L'ex fonico del Modà con Kekko Silvestre ai tempi in cui faceva ancora parte della band

“Sono sempre stato un bambino sensibile, dolce e sincero ed ho sempre creduto che ogni cosa che dicevano papà e mamma erano la verità. Per me quello che mi dicevano i miei genitori era la cosa più importante, sono sempre stato buono e volevo conoscere il mondo come tutti”, ha scritto ancora Paolo Bovi. Come ha precisato il gup, la missiva si aggiunge a “dichiarazioni sostanzialmente ammissive di responsabilità” che l'uomo ha reso nell'interrogatorio del pm lo scorso 6 giugno.
Paolo Bovi è 'ammalato di pedofilia' ed è stato condannato perchè avrebbe abusato di quattro ragazzi dell'oratorio nel 2011, durante alcune gite, mentre ricopriva il ruolo di educatore in una parrocchia nella periferia di Milano. E' stato pure condannato per evasione. A marzo, dopo aver spedito la lettera ai genitori, ha manomesso il braccialetto elettronico mentre si trovava agli arresti domiciliari, si è allontanato e ha tentato il suicidio. Il segnale del braccialetto in questione, però, evidentemente ancora funzionante, ha comunque avvertito i carabinieri che lo hanno salvato.

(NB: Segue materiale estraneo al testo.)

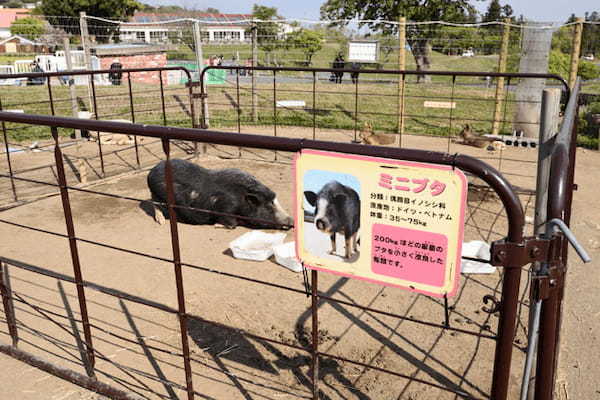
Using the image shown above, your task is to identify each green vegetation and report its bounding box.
[39,0,141,42]
[10,17,45,40]
[284,29,324,66]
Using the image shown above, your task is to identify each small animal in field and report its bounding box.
[458,124,497,149]
[147,159,292,229]
[304,181,360,260]
[359,122,396,145]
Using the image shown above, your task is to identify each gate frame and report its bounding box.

“Non mi sentivo in grado di dire di no, perché ho sempre seguito i suoi consigli anche in campeggio e gli sono sempre andato dietro: non era uno sconosciuto ma lo sentivo come un fratello grande del quale fidarmi ciecamente. Mi sono sentito tradito e poi ho compreso che era successa una cosa gravissima”, ha raccontato una delle vittime in una deposizione protetta. All'epoca aveva 13 anni.